I loved the American version.. the cinematography is so much more professional and the actors are wonderful. Loved the movie -will see it again.


----------



## mooshie78 (Jul 15, 2010)

Meemo said:


> I agree - I thought it was very well done, and while a bit different from the Swedish version (the American version felt darker, starker, more "bleak"), I thought it and the performances were just as good as the Swedish version.
> 
> Which isn't to say DYB's opinion is wrong - just different.  Movies are such subjective things - if you're interested, go see it for yourself.


Oh absolutely, films, books, etc. are 100% subjective. I didn't mean in anyway to knock DYB's opinion.
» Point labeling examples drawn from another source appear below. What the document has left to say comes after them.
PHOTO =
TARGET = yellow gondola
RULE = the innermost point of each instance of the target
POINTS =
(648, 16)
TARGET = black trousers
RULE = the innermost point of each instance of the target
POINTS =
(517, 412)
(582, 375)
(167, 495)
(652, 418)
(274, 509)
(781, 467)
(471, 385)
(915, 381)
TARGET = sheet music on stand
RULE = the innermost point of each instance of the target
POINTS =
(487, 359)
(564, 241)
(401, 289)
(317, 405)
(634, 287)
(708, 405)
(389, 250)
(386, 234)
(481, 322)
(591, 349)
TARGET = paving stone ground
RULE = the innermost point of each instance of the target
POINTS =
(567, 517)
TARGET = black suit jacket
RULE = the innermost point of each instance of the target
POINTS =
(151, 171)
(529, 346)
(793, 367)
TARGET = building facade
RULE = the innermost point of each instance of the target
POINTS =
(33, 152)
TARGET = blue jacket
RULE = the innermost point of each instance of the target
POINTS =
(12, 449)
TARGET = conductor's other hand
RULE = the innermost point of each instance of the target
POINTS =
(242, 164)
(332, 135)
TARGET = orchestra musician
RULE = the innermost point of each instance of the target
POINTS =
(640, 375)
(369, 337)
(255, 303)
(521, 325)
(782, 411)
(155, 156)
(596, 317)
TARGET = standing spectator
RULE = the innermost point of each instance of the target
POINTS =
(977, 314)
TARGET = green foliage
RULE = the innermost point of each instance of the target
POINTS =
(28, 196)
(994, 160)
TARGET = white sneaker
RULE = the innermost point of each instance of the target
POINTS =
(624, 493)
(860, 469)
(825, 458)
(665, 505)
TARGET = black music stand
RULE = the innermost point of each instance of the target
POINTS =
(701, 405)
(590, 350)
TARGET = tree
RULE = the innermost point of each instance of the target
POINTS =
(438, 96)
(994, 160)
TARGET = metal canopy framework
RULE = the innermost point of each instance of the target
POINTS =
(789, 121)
But just to say that Tony shouldn't be put off of seeing if because of one person's opinion. Not everyone is going to like every film. If you're interested in a film, go see it and form your own opinion. Especially if it's something that's getting mostly positive reviews, and this is at 86% fresh on RottenTomatoes.

Aggregate review sites like that are about all I go by when on the fence. Any review or forum post is just one persons opinion, which may or may not match mine. But my tastes lean fairly mainstream, so I usually like most movies that are 80% or better and in a genre I like. But if it's something I'm really interested in I'll go see it (or at least rent it from Netflix) regardless of review averages. So I really only check for movies I don't know much about.


----------



## DYB (Aug 8, 2009)

There are many reasons I was so disappointed by the US version. Here are some thoughts, in no particular order. Rooney Mara is good. Noomi Rapace was spectacular. (I was surprised by how much I liked Daniel Craig, who I thought completely wrong for the part. He played Blomkvist very bookish and not Bond-ish at all, which was absolutely right. Craig was the one pleasant surprise.) More generally, the US film - while still filmed and taking place in Sweden (with actors from various countries speaking English with a variety of accents*) - might as well have been set and filmed in Maine. Anywhere there's snow, really. For Larsson the Swedish setting was very important. The history of Sweden and its Nazi associations was vital to the narrative. And it is almost entirely lost in the US version; that sense of history of the country, its place in Europe. The fact that the prostitutes are "imported" from the former Soviet republics, it's all lost in the US version. I suppose because American audiences in general don't care about the world outside of its own borders, and Fincher and his screenwriter simplified the story to be more "universal." But by making it more universal and by making Sweden much more of an "every country" they have actually, I felt, diluted the impact.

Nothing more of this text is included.